The Victor Wembanyama factor that delivered Knicks rare NBA lottery win

· New York Post

You don’t always have to actually win the NBA lottery to look back at past lotteries and realize it could have been worse. The poor Nets toppling to the No. 6 pick after tanking two years is a reminder of how inexact a strategy that was even before the league has begun to try to make the lottery a squarer deal.

The Knicks, after all, spent a lot of the past quarter century hoping to hit jackpots — and they busted out every single time. The Knicks quite famously won the 1985 lottery that gifted them Patrick Ewing, after a season in which they lost 58 games but were only the fourth-worst of the seven teams who didn’t make the playoffs.

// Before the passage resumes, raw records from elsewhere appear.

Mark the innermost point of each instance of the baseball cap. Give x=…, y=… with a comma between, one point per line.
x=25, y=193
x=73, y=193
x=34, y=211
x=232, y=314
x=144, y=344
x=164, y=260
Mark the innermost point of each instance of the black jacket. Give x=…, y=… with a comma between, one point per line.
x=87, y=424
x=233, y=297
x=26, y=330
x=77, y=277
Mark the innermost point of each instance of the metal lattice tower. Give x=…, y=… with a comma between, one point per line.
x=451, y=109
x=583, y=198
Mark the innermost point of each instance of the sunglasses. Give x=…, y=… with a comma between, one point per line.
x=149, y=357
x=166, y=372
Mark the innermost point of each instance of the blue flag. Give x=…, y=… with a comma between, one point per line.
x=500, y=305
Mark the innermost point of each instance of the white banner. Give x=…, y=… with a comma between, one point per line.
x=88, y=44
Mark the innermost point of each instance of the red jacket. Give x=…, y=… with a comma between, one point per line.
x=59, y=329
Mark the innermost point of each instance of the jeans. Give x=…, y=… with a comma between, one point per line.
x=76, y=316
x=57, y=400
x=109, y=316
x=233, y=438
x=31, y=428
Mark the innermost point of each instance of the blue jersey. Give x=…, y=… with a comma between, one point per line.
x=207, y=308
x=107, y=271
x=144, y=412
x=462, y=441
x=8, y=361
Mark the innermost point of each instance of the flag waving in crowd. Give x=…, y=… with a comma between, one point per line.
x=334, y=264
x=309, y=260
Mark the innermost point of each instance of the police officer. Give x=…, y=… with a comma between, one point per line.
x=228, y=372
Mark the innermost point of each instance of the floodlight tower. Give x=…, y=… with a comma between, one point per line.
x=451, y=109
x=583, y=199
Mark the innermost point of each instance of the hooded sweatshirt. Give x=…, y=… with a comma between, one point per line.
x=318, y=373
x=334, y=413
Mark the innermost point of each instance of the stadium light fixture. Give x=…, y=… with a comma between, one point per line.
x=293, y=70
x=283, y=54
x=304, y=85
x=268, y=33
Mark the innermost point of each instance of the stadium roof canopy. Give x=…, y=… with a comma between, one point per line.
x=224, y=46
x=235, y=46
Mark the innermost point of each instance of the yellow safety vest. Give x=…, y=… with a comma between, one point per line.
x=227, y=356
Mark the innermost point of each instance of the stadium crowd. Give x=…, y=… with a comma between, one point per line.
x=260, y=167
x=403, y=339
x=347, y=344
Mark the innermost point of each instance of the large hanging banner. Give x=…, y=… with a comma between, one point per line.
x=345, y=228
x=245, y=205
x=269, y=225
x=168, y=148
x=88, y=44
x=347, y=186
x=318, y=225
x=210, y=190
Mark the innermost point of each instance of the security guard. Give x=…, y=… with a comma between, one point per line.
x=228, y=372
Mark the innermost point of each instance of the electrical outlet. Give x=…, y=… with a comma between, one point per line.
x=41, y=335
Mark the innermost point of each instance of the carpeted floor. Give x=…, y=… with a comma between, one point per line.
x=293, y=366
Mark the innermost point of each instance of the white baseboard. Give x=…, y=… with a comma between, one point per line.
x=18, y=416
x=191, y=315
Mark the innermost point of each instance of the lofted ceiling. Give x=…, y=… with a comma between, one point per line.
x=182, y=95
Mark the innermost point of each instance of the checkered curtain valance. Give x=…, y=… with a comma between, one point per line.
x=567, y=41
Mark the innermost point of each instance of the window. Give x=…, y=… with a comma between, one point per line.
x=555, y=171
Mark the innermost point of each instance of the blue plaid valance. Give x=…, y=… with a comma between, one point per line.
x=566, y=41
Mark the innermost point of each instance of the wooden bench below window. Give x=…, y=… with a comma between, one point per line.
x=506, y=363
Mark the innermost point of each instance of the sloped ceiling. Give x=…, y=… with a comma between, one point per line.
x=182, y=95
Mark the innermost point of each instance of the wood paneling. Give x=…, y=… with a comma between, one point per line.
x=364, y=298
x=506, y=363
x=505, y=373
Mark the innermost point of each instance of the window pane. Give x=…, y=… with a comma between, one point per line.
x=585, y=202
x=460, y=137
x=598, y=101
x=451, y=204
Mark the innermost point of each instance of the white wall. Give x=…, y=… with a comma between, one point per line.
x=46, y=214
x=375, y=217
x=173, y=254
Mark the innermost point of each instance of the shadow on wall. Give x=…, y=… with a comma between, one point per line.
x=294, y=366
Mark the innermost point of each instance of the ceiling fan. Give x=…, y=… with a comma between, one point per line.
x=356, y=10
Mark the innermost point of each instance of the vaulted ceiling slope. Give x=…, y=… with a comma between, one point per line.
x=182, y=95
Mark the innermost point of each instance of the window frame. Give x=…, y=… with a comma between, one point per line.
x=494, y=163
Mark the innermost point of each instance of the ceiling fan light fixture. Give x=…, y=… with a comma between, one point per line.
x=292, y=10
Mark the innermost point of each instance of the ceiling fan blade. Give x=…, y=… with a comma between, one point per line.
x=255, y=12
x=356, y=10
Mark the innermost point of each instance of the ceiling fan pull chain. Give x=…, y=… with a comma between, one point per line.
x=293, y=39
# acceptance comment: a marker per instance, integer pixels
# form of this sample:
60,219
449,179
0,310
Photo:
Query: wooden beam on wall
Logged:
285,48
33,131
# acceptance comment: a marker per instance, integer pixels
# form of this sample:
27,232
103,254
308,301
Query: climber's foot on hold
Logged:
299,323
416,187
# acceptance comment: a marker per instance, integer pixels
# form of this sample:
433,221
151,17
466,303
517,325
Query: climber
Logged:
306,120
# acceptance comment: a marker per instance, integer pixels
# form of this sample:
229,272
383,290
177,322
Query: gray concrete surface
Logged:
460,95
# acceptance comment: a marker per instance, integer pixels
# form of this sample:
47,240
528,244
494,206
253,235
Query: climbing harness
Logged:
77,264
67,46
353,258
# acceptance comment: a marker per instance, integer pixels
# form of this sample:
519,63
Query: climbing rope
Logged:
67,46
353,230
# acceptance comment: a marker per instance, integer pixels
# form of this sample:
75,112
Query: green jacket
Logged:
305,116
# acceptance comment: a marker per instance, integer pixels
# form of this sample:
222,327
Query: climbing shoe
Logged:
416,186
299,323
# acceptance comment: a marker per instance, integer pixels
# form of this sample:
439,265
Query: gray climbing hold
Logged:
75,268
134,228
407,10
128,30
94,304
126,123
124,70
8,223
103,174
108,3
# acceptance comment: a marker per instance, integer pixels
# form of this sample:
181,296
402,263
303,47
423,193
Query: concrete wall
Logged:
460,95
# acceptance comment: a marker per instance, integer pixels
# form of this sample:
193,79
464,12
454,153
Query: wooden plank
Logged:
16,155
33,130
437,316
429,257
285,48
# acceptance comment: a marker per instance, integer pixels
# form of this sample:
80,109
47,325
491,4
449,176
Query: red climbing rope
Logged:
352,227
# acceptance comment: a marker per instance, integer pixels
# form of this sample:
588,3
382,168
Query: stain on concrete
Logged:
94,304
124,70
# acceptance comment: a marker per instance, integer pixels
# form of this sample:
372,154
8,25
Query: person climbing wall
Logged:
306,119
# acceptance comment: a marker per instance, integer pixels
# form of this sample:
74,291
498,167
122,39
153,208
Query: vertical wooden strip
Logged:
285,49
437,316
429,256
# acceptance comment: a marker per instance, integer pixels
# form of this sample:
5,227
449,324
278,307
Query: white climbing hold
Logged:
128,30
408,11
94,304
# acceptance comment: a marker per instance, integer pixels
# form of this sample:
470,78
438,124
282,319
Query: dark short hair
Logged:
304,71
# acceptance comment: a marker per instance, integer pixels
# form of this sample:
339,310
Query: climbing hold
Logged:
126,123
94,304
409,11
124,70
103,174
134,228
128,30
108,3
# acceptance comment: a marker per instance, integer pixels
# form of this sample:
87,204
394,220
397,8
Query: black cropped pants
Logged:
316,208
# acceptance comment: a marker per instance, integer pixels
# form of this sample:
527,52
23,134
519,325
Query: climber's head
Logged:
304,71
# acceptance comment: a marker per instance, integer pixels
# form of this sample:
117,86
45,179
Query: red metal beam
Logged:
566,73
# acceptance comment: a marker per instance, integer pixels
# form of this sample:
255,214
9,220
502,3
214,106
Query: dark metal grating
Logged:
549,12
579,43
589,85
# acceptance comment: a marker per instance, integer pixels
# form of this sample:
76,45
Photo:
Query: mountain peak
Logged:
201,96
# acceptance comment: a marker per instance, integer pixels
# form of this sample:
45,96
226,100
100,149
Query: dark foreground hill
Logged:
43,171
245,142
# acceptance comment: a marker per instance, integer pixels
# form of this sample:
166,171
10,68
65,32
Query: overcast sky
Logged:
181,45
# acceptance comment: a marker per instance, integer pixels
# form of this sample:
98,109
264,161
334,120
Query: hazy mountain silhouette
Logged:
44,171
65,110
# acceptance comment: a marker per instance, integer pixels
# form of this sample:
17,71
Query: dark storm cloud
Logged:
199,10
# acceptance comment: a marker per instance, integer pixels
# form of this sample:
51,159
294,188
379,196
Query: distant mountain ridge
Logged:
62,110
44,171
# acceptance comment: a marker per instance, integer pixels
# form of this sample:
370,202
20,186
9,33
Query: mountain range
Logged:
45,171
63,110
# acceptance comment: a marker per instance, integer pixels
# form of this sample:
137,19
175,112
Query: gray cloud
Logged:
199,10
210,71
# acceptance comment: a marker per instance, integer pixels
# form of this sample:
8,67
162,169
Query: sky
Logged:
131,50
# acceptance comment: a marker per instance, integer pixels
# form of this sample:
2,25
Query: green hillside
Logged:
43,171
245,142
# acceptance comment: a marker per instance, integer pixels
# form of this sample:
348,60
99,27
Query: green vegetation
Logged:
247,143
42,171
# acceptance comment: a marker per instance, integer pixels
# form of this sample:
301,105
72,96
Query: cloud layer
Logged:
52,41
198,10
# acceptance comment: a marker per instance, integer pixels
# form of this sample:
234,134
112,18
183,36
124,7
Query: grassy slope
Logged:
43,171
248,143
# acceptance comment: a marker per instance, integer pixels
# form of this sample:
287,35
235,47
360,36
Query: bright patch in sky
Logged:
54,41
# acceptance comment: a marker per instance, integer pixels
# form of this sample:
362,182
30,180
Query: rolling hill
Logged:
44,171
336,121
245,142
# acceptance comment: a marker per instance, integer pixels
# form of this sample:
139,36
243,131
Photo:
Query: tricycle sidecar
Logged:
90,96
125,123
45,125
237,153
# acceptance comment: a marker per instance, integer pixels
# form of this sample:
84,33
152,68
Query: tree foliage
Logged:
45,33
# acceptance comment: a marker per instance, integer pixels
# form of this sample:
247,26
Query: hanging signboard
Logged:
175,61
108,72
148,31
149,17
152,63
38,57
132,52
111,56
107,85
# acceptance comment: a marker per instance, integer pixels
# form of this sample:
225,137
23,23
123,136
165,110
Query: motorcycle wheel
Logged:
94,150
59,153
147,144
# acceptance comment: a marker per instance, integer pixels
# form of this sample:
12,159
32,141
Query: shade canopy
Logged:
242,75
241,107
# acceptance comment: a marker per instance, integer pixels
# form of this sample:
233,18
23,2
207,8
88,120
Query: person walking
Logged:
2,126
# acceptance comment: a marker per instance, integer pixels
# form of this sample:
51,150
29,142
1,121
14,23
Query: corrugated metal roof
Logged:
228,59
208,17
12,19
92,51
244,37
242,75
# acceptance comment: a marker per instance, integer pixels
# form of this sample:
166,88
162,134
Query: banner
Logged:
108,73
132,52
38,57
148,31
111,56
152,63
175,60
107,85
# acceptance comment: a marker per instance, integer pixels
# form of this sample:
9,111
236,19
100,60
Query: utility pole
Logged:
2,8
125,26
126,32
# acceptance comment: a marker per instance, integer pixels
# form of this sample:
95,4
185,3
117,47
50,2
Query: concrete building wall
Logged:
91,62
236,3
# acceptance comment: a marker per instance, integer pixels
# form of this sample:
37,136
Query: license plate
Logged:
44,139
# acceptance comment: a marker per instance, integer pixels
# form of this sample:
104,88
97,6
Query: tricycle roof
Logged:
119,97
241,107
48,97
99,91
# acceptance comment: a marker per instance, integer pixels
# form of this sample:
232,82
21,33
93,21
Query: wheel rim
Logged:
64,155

In an equal-weighted draft in which every team had a 14.3 percent chance to win, they moved up from No. 4 to No. 1.

Since then, they’ve been in the lottery 20 times.

They’ve moved up as a result of the lottery exactly zero times. Most recently, the 2019 lottery only let them go to No. 3 (where they dropped from No. 1). That meant that instead of Zion Williamson or Ja Morant, they wound up with RJ Barrett. Now, if you held a redraft based on what they’ve all done as pros, Barrett might well go first (especially if you’re allowed to sub OG Anunoby, for whom Barrett was later traded). So that’s one way a lottery loss can retroactively feel like a lottery win.